Michelle Bruney missed the U.S. Navy after serving from 2000 to 2004, so she decided to fill this void by joining the Naval Reserves.
"I knew it was something I had to do," she said. "I had a determined passion. I had the support of everybody."
She expressed her gratitude for the unwavering support of her boss, Attorney Jeremy Buckmaster, who owns Buckmaster & Ellzey in Daytona Beach. To show her appreciation, she nominated him for a "Patriotic Employer" Award.
On Dec. 22, Buckmaster was presented the award by Michael Gallucci, who represented the office of the Employer Supporter of Guard and Reserve, which is under the Department of Defense.
Bruney isn't the only colleague at Buckmaster & Ellzey to serve her country. Attorney David Ellzey, Jr., who works alongside Buckmaster and Bruney, served in the U.S. Air Force for four years, and has been a member of the Air National Guard since 2001. He also recommended his boss for the Patriotic Employer Award.
Last year, Ellzey was commissioned to be an officer in the Judge Advocate General Corps., which required the law firm to make a lot of adjustments. Looking back, Buckmaster said, "It was a crazy year."
Ellzey said that Jeremy had to cover his cases, and together, they planned how to make it all happen. "By serving, I make sacrifices, but employers also make sacrifices."

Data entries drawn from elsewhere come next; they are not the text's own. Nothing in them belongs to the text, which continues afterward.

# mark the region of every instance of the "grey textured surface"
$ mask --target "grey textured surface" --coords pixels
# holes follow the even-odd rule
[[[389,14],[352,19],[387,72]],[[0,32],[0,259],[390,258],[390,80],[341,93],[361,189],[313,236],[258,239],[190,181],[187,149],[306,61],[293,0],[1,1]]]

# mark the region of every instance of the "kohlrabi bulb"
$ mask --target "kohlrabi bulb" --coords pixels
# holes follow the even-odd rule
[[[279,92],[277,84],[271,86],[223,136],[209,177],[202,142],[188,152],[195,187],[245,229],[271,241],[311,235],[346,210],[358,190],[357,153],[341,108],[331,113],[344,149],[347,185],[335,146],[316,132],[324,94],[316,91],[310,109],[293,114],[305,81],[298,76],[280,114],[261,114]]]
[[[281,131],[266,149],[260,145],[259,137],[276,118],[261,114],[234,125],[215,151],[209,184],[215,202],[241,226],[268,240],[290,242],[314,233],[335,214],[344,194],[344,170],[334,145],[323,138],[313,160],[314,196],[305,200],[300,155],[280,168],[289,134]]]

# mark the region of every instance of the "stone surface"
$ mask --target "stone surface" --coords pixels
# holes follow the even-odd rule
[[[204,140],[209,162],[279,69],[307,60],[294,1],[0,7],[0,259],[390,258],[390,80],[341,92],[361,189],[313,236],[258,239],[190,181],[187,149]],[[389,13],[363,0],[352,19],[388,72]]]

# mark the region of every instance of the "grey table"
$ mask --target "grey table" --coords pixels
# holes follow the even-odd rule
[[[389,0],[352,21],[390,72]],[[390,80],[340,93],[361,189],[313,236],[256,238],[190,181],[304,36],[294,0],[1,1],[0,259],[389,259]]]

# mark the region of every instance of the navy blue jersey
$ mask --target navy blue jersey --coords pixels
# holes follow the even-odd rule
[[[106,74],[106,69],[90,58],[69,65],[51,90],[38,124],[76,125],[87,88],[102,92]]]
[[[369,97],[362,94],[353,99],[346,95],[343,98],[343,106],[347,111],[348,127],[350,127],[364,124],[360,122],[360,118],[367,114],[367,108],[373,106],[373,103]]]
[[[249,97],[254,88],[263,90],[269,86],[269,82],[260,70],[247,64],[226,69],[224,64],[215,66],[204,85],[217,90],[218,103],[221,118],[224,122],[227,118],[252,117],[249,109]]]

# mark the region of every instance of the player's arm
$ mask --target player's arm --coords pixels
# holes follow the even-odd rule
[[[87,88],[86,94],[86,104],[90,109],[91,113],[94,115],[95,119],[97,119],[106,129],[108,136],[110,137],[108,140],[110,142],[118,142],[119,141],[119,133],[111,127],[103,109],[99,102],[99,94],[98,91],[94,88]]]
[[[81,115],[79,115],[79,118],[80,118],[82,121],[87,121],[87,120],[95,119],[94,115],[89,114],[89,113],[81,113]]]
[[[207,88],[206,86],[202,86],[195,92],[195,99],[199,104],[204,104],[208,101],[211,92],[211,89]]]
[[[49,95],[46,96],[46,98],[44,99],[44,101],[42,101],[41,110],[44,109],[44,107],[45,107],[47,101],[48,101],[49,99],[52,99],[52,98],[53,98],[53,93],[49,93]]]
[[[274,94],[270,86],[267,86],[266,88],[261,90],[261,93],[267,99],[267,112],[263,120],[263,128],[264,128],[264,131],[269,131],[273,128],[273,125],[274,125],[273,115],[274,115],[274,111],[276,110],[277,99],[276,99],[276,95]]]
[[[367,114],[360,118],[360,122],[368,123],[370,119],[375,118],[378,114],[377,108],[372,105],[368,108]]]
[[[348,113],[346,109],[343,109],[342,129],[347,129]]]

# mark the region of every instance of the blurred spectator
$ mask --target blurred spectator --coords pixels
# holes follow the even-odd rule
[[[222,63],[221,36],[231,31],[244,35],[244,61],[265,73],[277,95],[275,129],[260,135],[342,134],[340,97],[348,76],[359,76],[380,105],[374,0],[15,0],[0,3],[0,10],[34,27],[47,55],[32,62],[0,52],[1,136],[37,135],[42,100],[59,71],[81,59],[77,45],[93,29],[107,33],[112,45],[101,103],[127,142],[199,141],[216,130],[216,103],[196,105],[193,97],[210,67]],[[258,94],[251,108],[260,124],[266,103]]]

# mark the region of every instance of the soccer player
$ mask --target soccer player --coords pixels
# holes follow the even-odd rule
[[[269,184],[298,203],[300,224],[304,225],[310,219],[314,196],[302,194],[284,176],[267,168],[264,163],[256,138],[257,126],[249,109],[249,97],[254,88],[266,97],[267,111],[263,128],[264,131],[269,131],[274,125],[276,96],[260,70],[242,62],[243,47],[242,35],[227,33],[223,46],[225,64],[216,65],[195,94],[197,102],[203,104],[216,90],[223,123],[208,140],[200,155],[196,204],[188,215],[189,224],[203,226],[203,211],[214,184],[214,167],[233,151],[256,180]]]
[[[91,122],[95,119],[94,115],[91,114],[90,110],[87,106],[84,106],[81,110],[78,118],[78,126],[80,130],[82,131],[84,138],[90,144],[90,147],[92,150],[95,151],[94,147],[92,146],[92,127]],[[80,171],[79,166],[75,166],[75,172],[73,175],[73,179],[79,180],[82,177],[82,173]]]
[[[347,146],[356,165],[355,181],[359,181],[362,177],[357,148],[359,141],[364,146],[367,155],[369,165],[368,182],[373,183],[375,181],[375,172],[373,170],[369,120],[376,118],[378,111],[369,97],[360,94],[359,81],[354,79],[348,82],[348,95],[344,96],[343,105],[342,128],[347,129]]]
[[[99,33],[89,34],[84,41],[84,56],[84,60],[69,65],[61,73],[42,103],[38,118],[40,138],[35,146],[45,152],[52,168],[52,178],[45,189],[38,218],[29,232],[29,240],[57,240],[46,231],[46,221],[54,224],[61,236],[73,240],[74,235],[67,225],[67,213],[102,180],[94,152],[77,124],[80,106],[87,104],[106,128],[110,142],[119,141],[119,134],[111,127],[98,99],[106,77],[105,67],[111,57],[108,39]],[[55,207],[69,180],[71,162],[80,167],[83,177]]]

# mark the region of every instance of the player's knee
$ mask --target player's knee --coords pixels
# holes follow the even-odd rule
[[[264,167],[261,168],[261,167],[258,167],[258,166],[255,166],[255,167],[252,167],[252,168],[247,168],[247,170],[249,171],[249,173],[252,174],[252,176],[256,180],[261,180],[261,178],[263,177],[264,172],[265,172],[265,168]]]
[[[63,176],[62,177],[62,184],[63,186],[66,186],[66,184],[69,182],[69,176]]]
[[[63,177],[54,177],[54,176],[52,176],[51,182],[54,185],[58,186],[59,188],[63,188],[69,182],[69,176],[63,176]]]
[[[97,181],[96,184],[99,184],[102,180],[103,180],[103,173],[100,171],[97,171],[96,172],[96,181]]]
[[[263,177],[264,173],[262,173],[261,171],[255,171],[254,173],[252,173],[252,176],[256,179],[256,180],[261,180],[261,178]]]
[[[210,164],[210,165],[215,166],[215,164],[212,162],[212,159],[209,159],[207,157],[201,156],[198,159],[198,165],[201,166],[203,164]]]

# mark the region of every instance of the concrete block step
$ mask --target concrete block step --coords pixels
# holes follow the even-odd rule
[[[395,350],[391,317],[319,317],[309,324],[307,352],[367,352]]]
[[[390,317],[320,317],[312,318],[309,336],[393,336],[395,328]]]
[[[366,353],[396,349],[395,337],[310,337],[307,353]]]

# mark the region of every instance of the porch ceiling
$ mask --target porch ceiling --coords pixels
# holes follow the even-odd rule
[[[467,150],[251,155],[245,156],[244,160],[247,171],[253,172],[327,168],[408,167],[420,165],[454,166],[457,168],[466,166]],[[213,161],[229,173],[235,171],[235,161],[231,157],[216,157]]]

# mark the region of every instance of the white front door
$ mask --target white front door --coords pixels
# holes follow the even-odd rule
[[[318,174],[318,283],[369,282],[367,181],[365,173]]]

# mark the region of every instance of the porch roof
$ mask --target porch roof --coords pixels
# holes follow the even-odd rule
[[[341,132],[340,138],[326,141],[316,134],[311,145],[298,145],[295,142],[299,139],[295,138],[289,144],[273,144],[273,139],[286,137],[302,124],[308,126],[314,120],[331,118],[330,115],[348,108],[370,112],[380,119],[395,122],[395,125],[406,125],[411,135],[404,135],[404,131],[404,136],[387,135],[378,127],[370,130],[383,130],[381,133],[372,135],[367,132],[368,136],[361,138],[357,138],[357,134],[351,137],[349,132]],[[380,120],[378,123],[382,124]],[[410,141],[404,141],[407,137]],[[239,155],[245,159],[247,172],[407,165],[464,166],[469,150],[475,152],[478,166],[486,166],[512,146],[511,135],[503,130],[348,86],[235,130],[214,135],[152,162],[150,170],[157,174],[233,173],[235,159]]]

According to Gallucci, the number of people in guards and reserves has increased dramatically since the military action in the Persian Gulf began in the 1990s.
"The support of the employer is critical," said Gallucci. "There are federal laws in place, but without the support of the community, they don't mean much."
Bruney, a paralegal at Buckmaster & Ellzey and a third class petty officer in the reserves said that Buckmaster has been "extremely supportive and flexible" with their military schedules and also last minute changes.
"With every drill weekend that I have had to do and a two-week training period in Hawaii, he has been very supportive," she said. "I am so pleased that my employer is recognized for this award. It is well deserved."
Though Buckmaster never served in the military, he said that that was one of the "big disappointments" in his life.
"This is my chance to give back," he said.
Buckmaster said that while there are hardships for the employer, they pale in comparison to the hardships of the military, whose members have to switch back and forth between civilian and military responsibilities.
"The real sacrifice is being done by these two people," he said.